Valoración ante Visitas Pastorales

Al conversar con nuestro obispo sobre un balance ante las Visitas Pastorales realizadas a 13 parroquias de nuestra diócesis en estos últimos cuatro meses, Mons. Montero insiste que aunque ha sido un recorrido muy intenso, ha sido también sumamente provechoso pues le ha permitido conocer mucho más de cerca a las parroquias, los sacerdotes, líderes laicos, agentes de evangelización, y conocer incluso de las comunidad un poco su realidad humana, social, cultural, económica; recuerda también que este acercamiento, gracias al programa preparado por los párrocos, le ha ayudado para ir a las instituciones y gobiernos locales con el fin de escucharlos y conocer también sus impresiones, comprendiendo mejor la diócesis que el Señor le puso a su cuidado.

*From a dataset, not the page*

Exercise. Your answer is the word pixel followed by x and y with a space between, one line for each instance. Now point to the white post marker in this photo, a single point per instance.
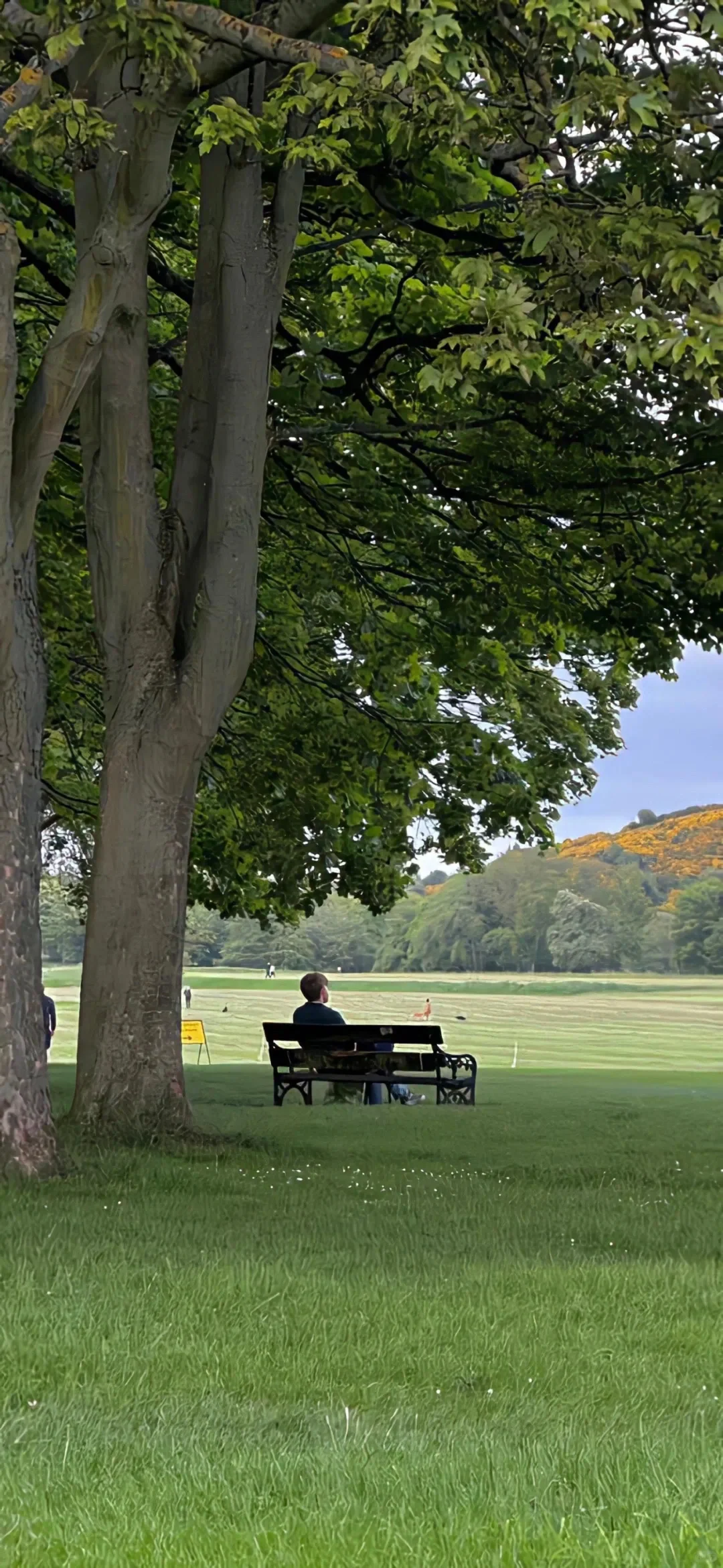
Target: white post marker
pixel 193 1034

Seguidamente, pudimos conocer esos elementos puntuales que significan para el obispo una preocupación a nivel social y que sin duda tienen efectos en la vida espiritual del pueblo a él encomendado. En este aspecto, con mirada serena pero penetrante, inició señalando el delicado tema de la pobreza, al respecto nos dijo: “he podido comprobar una población empobrecida, que en un cierto momento tuvo su auge económico, pero que con todos los problemas que ha habido, del agro sobretodo, esta gente se ha empobrecido; de manera que es doblemente triste, quizá gente que ha conocido un modo de vida un poco más desahogado encontrarse ahora en situaciones de angustia económica; los nuevos casos de pobreza son demasiados, pues gente que nunca tuvo los medios suficientes ahora están en peor situación”, señaló.

La droga es sin duda otro de los temas sociales que aquejan nuestra diócesis, ante ello las palabras de Mons. Montero son muy gráficas y directas, cuando indica que éste punto “es uno de los que me ha dejado horrorizado, porque todos los lugares con rarísimas excepciones afirman que la droga se ha convertido en un verdadero problema, está llegando a los hogares, escuelas y colegios y está muy en el ambiente; es tanto el cultivo, donde hay áreas enteras de cultivo, como la venta y consumo”; no obstante, señala que pudo conocer el centro llamado Comunidad Encuentro, donde encontró a 103 jóvenes que realizan un proceso de rehabilitación gracias a un camino de formación muy adecuado, siendo un “rayito de esperanza, en medio de este problema que está afectando tan incisivamente áreas tan vulnerables de la población”.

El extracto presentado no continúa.